С упаковкой он разобрался быстро. Вначале он невозмутимо оглядел лопату, затем заявил, что всегда был прав, доверяя мне. «Блестяще, — повторял он, — просто блестяще!» Определенно, Дора никогда не разочарует меня. Диалог с ней всегда возможен, настоящий диалог, и даже сейчас! Он снова спросил у своего гостя, как понравилось ему сиденье в туалете в Менербе, о котором он так позаботился? Насколько восхитило? Мой друг потом мне признался, как неосторожно ответил, что я заменила его сиденье на другое, более простое. После этих слов Пикассо в бешенстве выбросил мой подарок в окно. Диалог — конечно же, но способный прерваться внезапно, в одну секунду, от одного решения.

Когда гонец вернулся, я вновь заперла все двери в Менербе с привычным чувством, что должна закрыть скобки. Мы собираемся в дорогу и возвращаемся в Париж. Я не знаю, почему жизнь в Менербе течет для меня вне времени. Даже присутствие друга рядом здесь, где я привыкла жить одна, не прибавляет реальности перетеканию часов и дней. Здесь у меня нет возраста, как и у моего дома. И я не знаю точной даты заложения фундамента. Я плыву в ощущении постоянного утра, пробуждения. Недоумеваю. В чьей я комнате? Это моя детская в Буэнос-Айресе? Или более поздняя, полная страданий? А может, последняя? Может, та, в которой я любила? Протяну руку, почувствую жаркое тело моего любовника? А мое живо ли еще? Мое тело еще не растеряло единство своих членов?

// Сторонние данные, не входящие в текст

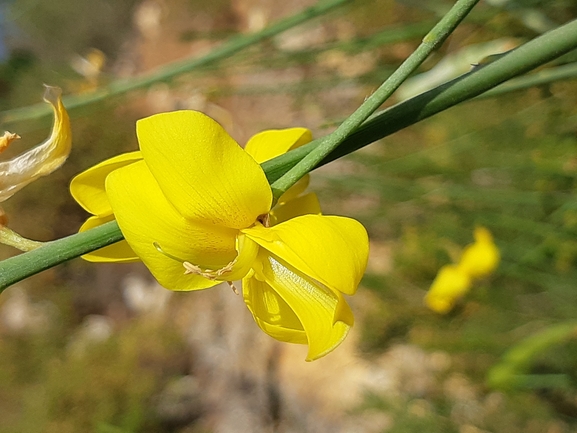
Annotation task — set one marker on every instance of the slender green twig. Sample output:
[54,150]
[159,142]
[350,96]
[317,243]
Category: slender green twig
[525,58]
[172,70]
[547,76]
[430,42]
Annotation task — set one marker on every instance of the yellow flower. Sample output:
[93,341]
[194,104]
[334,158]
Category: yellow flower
[480,258]
[450,285]
[196,209]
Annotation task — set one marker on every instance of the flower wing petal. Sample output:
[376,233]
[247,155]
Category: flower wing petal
[202,171]
[87,188]
[146,217]
[119,252]
[324,314]
[269,144]
[271,312]
[333,250]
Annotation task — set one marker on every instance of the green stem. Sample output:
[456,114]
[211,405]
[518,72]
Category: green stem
[430,42]
[547,76]
[525,58]
[172,70]
[53,253]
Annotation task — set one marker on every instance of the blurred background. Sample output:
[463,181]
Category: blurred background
[102,348]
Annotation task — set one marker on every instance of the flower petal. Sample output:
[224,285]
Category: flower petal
[43,159]
[333,250]
[202,171]
[269,144]
[295,190]
[271,312]
[307,204]
[119,252]
[324,314]
[450,285]
[482,257]
[146,217]
[87,188]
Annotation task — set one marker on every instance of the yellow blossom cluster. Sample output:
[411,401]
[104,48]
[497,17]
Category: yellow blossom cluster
[453,281]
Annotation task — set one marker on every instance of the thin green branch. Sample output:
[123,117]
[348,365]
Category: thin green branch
[430,42]
[525,58]
[172,70]
[547,76]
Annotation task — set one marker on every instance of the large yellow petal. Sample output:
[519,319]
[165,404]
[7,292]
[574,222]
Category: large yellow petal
[450,285]
[333,250]
[202,171]
[146,217]
[269,144]
[87,188]
[324,314]
[271,312]
[119,252]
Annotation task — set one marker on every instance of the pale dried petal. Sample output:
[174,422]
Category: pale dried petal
[42,159]
[6,139]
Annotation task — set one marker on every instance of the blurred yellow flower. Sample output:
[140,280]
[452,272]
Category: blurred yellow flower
[196,209]
[41,160]
[480,258]
[452,282]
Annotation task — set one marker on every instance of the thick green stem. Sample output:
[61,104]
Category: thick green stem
[430,42]
[53,253]
[525,58]
[172,70]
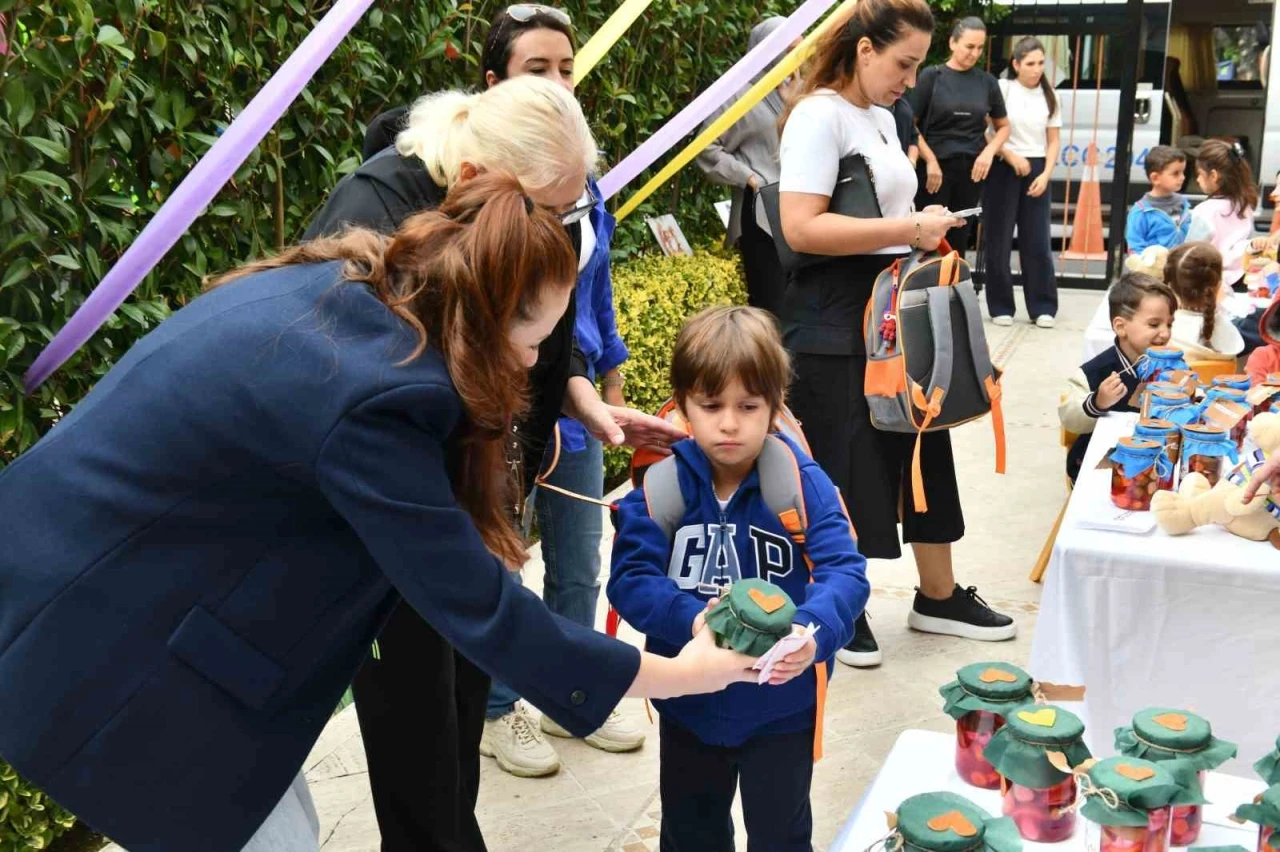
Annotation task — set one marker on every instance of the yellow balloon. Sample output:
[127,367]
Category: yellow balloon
[593,51]
[735,113]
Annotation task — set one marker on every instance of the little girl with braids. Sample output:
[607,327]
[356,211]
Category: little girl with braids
[1201,329]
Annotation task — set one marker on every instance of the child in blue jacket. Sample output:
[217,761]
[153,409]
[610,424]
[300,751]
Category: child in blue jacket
[728,376]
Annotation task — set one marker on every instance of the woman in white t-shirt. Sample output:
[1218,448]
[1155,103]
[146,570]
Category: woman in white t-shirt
[867,59]
[1016,192]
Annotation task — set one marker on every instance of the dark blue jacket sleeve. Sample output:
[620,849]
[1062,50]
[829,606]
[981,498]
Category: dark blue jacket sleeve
[383,470]
[639,587]
[839,591]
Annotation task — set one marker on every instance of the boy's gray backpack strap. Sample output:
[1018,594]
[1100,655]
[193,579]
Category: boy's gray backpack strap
[663,498]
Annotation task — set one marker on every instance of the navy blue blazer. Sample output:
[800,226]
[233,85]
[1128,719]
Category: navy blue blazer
[197,558]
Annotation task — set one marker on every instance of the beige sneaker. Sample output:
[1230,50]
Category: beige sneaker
[616,734]
[519,747]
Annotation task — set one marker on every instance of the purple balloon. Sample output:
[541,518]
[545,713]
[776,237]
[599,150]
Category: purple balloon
[716,95]
[199,188]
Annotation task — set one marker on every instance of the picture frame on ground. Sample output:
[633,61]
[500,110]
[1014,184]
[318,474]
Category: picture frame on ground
[672,241]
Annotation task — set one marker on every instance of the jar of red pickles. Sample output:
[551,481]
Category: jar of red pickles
[1138,470]
[1160,363]
[1203,450]
[1027,752]
[1265,810]
[1128,802]
[1183,743]
[979,699]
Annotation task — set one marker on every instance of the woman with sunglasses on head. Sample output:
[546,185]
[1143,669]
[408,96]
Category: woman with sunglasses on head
[867,62]
[201,553]
[536,40]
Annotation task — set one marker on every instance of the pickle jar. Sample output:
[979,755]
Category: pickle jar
[1203,450]
[1028,752]
[1138,470]
[1265,810]
[979,699]
[1162,431]
[1183,743]
[1161,362]
[1128,804]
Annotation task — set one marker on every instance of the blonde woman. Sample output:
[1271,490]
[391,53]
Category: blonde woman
[423,724]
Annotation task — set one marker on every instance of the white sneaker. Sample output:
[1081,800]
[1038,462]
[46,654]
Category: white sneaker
[520,749]
[616,734]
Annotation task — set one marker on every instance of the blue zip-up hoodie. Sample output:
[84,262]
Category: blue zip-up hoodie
[595,326]
[659,586]
[1150,225]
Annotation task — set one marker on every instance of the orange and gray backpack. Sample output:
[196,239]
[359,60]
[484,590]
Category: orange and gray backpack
[927,361]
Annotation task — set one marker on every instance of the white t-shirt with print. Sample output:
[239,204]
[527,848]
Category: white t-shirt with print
[823,129]
[1028,118]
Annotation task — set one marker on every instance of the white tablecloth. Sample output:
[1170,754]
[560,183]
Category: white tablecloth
[923,761]
[1098,334]
[1189,622]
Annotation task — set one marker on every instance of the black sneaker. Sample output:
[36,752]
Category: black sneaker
[862,651]
[964,614]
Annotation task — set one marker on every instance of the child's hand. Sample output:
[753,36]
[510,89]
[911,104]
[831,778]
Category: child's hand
[795,662]
[1110,392]
[700,619]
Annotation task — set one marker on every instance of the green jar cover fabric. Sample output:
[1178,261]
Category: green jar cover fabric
[1264,811]
[1121,791]
[1019,750]
[951,823]
[753,617]
[1269,766]
[995,687]
[1164,734]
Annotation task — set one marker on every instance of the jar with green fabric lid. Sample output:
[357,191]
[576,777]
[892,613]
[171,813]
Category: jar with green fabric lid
[949,823]
[979,699]
[1269,766]
[1265,810]
[1129,801]
[1028,751]
[1183,743]
[752,617]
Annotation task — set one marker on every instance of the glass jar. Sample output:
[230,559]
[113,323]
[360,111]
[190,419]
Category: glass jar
[973,733]
[1187,820]
[1203,450]
[1042,815]
[1138,470]
[1161,431]
[1155,837]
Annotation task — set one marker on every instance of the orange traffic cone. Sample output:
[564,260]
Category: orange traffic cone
[1087,227]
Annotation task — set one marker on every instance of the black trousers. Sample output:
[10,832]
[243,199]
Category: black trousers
[766,282]
[1005,205]
[958,192]
[421,714]
[698,783]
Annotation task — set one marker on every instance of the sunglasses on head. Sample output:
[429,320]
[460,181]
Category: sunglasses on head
[581,211]
[526,12]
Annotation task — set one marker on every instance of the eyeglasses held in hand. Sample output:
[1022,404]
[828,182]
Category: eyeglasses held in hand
[526,12]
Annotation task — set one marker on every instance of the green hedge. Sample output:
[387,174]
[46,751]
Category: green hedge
[653,297]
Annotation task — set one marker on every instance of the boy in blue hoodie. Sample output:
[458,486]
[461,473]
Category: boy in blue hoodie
[1161,216]
[728,376]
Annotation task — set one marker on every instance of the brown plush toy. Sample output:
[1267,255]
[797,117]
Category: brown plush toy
[1197,504]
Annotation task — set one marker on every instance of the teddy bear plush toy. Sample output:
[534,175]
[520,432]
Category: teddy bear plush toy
[1197,504]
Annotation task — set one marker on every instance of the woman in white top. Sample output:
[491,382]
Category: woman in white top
[1016,192]
[868,59]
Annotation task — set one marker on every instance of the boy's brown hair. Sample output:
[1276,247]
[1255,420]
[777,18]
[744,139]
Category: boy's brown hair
[1162,156]
[722,343]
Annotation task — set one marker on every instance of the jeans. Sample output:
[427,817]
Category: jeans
[1006,204]
[571,534]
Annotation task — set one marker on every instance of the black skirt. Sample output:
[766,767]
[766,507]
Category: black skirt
[871,467]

В Менербе я прогоняю эти вопросы прочь. Зачем мне знать, начинается жизнь или уже закончилась? Времени не существует, когда я на мотоцикле еду писать в поля. Его не существует, когда я преклоняю колени в деревенской церквушке. Каждое из этих действий больше не составляет времени. Они творят обряд оставленности. И я не боюсь, как когда-то, быть брошенной родителями или любимым, я отпускаю себя. Я раскрываю скобки. Бросаю стремена. Я знаю свой путь.

Впалые и ветхие ступеньки в Менербе. Я впечатываю шаг в тех, что проходили здесь до меня, в тех, что пройдут после.

Дорогадомой. Первый привалу Понт-дю-Гар, в замке де Кастиль. Бесконечная протяженность анфилад из колонн и барочных изгибов — безумие XVIII века — собственность очень богатого и очень своеобразного историка английского искусства Дугласа Купера. Его коллекция Пикассо впечатляет. Вечером мы, Джеймс и я, приглашены в замок, откуда продолжим наше возвращение в Париж.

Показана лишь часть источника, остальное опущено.